Thank you for all the updates James, they are so well written that it is becoming like reading a novel! Thanks also for the climate explanation, it is a very different place from where I live (Scotland).

From the logs and the available data I can see the same and confirm what you said. There are still many hard resets in the logs, which means that every now and then the Shake loses the connection to the NTP servers (but, at this point, it has to be a ISP issue, since the ports are enabled and the NTP reconnects after a while).

Every time this happens, with a Hard Reset, then it takes a bit before the data upload starts again (as soon as the time gets synchronized again), so the gaps are related to this issue too.

Regarding the connection issues you can see in the odf_SL_plugin.err file, they are istantaneous. If you combine the last one from the logs with the odf_SL_plugin.info file for example, you can see that the connection problem resolved itself after a bit:

2020 304 17:09:40>> Connection request (raspberryshakedata.com:55555) failed with error code: Connection refused

2020 304 17:09:50>> sendDClientDP(): Error sending data ...

2020 304 17:09:50>> Connection succeeded to DDS server.

For example, now your stream is quite good, both on our StationView and on SWARM, but it is daytime. It seems then the the insulation was the ‘cure’ to that, and we both agree with the Shake!

Thanks for confirming my suspicion that the remaining gaps are due to networking problems. I get my internet access via a microwave link to an antenna on the mountain about 2 mi / 3 km to the east. This provider does have frequent, usually brief outages–I notice them when surfing the web sometimes. But, until someone decides to run cable or fiber out this way, that is as good as it is going to get. I can always add a GPS receiver as a time source for the shake if this becomes more troublesome.

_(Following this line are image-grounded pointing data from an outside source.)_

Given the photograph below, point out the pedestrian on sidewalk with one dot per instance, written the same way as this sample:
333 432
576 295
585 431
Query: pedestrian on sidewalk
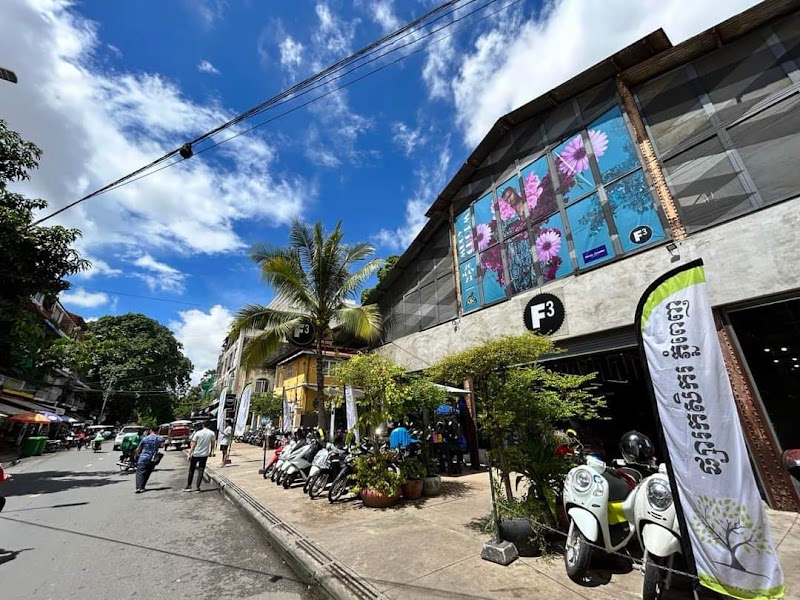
147 457
225 440
200 447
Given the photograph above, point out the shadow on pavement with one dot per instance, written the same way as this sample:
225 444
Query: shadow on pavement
49 482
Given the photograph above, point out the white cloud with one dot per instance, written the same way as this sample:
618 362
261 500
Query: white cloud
158 275
206 67
291 54
408 139
95 125
202 334
502 71
430 180
80 297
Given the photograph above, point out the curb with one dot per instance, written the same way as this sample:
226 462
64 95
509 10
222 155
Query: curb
314 563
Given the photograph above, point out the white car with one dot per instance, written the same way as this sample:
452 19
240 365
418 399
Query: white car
122 433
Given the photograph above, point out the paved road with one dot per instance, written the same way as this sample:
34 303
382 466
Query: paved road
73 528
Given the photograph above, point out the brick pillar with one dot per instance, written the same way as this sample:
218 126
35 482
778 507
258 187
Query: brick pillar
764 449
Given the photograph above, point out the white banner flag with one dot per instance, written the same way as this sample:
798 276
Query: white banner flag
244 410
721 505
351 410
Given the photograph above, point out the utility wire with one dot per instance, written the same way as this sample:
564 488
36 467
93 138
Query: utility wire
282 98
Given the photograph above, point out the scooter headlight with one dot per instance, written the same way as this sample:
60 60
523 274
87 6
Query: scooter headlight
582 480
659 495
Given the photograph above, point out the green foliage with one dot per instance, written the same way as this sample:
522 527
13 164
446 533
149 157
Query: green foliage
129 352
318 277
375 472
35 259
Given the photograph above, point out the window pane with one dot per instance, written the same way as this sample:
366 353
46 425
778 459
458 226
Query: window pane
511 206
769 145
520 263
464 245
672 110
739 75
485 223
572 162
635 212
705 186
550 248
539 193
492 278
612 145
590 232
468 275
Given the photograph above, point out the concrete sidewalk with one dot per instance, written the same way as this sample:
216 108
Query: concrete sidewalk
429 548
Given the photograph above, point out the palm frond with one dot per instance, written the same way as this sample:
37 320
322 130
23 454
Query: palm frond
363 322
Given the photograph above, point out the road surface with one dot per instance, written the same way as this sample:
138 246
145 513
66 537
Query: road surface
73 528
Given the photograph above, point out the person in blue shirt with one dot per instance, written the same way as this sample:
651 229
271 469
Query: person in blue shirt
146 457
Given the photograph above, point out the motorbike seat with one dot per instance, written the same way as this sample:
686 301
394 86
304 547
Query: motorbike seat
618 488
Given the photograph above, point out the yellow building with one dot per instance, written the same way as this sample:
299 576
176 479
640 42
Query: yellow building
296 381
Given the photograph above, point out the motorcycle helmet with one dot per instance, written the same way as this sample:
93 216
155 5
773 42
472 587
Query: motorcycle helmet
636 447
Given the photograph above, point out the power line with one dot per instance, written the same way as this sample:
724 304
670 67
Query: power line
186 151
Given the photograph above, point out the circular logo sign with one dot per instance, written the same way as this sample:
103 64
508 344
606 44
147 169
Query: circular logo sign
544 314
641 234
303 334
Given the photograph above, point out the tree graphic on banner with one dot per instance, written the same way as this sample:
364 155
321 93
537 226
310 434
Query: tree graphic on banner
724 523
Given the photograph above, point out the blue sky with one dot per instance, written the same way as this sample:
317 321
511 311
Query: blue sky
105 87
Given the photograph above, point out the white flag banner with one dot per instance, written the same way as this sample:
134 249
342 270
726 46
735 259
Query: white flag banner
723 513
244 410
351 410
221 409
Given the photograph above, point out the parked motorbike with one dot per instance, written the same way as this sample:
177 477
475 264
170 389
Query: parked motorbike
594 495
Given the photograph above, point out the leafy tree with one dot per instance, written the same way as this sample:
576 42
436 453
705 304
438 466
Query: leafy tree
388 265
521 400
135 360
35 259
314 274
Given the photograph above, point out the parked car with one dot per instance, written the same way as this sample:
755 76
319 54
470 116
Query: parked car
122 433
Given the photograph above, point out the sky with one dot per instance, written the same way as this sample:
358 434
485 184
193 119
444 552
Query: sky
106 87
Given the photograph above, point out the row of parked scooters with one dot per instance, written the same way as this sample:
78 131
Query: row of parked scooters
320 466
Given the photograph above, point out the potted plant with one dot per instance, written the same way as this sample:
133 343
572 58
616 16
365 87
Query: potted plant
413 473
376 481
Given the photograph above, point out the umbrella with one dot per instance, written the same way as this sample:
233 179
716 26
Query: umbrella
32 418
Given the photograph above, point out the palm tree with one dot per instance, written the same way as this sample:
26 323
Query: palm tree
313 277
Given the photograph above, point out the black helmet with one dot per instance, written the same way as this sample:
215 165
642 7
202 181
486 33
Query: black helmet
636 447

Another 24 hours has elapsed with no gaps in the local data record, so I think I will declare this issue to be resolved. I will continue to monitor the shake’s behavior during the next freezing weather episode and on into the winter. If more or better insulation is called for, then that can be arranged.

Thanks much for your insight and help, Stormchaser. Stay safe and stay healthy!

James KB5FIO

1 Like

Yes, those Hard Resets are due to NTP server connection issues. Sometimes is the modem/router, and sometimes is the ISP, as it is your case.

I hope you will get cabled soon, or at least, have put down a more stable mean, but as of now I can see that the data stream has become much healtier compared to what it was, and the insulation solution was definitely the perfect choice.

The GPS possibility is a realistic one. If the service interruptions become really too bothersome, then that will solve any time-synchro problem, leaving only for the Shake to upload the data when possible.

It was a pleasure James, thank you and stay safe and healty too!

73 from IZ6GSM

Enjoy Shaking!